What about DRAM? Given the 3D XP Gen2 and Gen3 roadmap and the expected commercialization of other resistive memories, DRAM will not suffer for substitutes that will better serve the needs of an IoT device. (For example, the new memories are non-volatile.) Bottom line, IoT is not likely to drive incremental DRAM demand unless the new memories we expect to be coming online in the early 2020s don’t deliver as expected. Otherwise, I expect DRAM demand to start subsiding in the 2021 time frame as these new memories, led by 3D XPoint Gen2/3, take big bites out of what would formerly have been DRAM configurations. Here’s Micron’s positioning of these new memories from its last Analyst Day.
Note how this positioning envisions broad swathes of the market TAM for IM’s XP product line and for Micron’s “New Memory,” albeit at different ends of the market. As you can see, future generations of XP are both faster and less expensive than the still nascent ReRAM technologies we expect to see in the 2020s. Even so, Micron makes it clear in this slide that XP will never be a NAND replacement – it will remain too expensive. It will instead displace and augment DRAM with a cost midway between NAND and DRAM. The yet-to-be-announced “New Memory” comes in at a cost that slightly less than DRAM but is not quite as fast. Why use it? It’s persistent and, presumably, would be significantly more attractive for IoT applications because its power-loading coefficient should be much lower than DRAM.

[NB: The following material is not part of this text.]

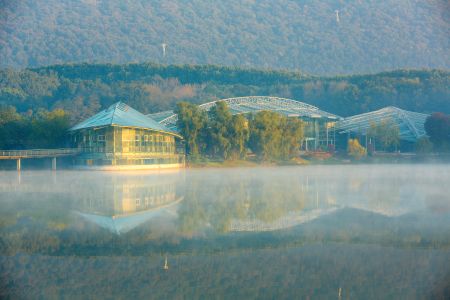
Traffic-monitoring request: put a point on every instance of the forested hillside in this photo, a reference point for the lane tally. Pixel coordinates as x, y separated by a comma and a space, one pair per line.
362, 37
82, 90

Where does this leave Micron? In two words – growing and profitable. True, the company will have to manage the DRAM decline as the 2020s progress, but 3D XPoint and its upcoming Next Generation memory should more than rise in tandem with DRAM’s fall. With the big questions in terms of demand resolved by IoT, pricing power for the manufacturers will be strong. So, where is the risk in this scenario? In a word – execution. The central question that remains for Micron is execution. Specifically, when will we see the announcement and ramp of XP Gen 2? When will we see Micron raise the curtain on the “New Memory?” We don’t know the answer to those questions, and until we do and in so doing gain confidence in the market TAM available to these memories, the jury will remain out, however good the NAND business is.
Disclosure: I am/we are long MU, WDC.
I wrote this article myself, and it expresses my own opinions. I am not receiving compensation for it (other than from Seeking Alpha). I have no business relationship with any company whose stock is mentioned in this article.